I think I'll be buying the iPhone 5 unlocked at full retail price so I can enjoy TMobile's outstanding 4G LTE service for just $30 a month when you bring your own phone. You'd have to be an idiot not to.

Good luck with that. T-Mobile doesn't have 4G. It should work with the AT&T one when it comes out though, with the interoperability on the AWS band.

^^ This. Several of my family members have T-Mobile, I also had it from 2008-2010. The unlimited/no throttled deal sounds convincing, except if the network is too slow then its pointless. It would be like if our home networks charged by GB at a speed of 100 mbp/s down.. then AOL says "hey we have unlimited data for less!" and they use 56 kbp/s dial-up.

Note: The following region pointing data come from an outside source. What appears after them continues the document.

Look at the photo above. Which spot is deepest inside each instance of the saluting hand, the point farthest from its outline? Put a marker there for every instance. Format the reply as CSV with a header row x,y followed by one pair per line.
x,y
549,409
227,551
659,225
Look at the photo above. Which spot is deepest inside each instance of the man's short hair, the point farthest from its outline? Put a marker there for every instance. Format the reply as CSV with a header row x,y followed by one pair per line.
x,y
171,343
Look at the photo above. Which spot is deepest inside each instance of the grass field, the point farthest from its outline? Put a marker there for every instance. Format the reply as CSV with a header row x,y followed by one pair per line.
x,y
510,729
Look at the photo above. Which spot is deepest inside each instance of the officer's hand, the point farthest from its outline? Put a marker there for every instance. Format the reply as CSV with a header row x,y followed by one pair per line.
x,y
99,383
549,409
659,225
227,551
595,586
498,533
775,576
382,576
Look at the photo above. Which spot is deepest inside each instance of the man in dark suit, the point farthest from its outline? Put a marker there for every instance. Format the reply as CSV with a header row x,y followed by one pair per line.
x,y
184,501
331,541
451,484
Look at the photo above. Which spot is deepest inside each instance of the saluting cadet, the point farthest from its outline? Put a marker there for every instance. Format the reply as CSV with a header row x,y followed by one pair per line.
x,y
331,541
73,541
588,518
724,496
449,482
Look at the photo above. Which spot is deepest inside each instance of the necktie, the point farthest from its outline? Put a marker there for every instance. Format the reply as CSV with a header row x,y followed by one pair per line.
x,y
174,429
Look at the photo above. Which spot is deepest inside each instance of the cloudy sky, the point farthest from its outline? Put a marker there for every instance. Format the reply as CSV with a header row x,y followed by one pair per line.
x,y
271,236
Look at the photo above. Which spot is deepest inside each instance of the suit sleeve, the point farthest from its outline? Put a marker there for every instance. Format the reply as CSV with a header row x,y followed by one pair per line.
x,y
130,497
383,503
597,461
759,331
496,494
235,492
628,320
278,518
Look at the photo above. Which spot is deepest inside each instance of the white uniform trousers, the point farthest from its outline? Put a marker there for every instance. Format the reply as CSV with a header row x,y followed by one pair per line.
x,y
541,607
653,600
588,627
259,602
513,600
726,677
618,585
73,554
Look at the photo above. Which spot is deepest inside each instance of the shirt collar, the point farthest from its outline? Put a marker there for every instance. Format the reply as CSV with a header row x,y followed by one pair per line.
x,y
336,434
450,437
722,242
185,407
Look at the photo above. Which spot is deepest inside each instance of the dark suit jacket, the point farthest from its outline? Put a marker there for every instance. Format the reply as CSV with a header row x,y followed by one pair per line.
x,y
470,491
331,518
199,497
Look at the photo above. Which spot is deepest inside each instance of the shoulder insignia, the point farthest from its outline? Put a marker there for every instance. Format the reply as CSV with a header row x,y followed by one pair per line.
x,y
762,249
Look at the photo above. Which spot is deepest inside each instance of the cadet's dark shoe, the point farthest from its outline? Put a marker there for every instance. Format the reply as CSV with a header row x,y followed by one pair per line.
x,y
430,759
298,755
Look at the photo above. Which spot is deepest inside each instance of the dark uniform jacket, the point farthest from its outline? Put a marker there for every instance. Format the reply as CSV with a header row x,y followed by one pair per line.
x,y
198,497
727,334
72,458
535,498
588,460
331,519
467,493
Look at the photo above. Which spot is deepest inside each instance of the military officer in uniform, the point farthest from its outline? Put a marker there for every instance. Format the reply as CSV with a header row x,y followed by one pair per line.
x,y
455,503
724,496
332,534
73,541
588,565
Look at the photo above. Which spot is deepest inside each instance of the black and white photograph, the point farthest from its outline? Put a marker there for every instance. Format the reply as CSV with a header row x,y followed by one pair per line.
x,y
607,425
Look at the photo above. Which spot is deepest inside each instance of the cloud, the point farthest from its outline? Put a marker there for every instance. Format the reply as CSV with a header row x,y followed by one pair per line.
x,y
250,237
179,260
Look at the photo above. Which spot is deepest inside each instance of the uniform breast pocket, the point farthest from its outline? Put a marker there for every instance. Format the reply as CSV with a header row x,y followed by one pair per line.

T-Mobile doesn't have a speed issue. Their speeds are fantastic. The issue is that the coverage is horrendous, and doesn't cover many areas outside of the city and 'burbs. AT&T has decent nationwide coverage, at least falling back to halfway usable EDGE, while Verizon is going for 100% LTE on their network.
 
Dammit..... I totally misread tmobile's 4G offering. Didn't know it wasn't 4G LTE. Crap. Oh well, I guess I'll remain on Straight Talk and AT&T's "4G" HSPA+ since I don't think 4G LTE will extend to their MVNOs. Damn. :(
 
Dammit..... I totally misread tmobile's 4G offering. Didn't know it wasn't 4G LTE. Crap. Oh well, I guess I'll remain on Straight Talk and AT&T's "4G" HSPA+ since I don't think 4G LTE will extend to their MVNOs. Damn. :(

T-Mobile's HSPA+ 42 is just as good as many LTE networks, the issue is that it doesn't cover very much, so if you travel at all, you'll be on EDGE or GPRS or roaming as soon as you leave the 'burbs.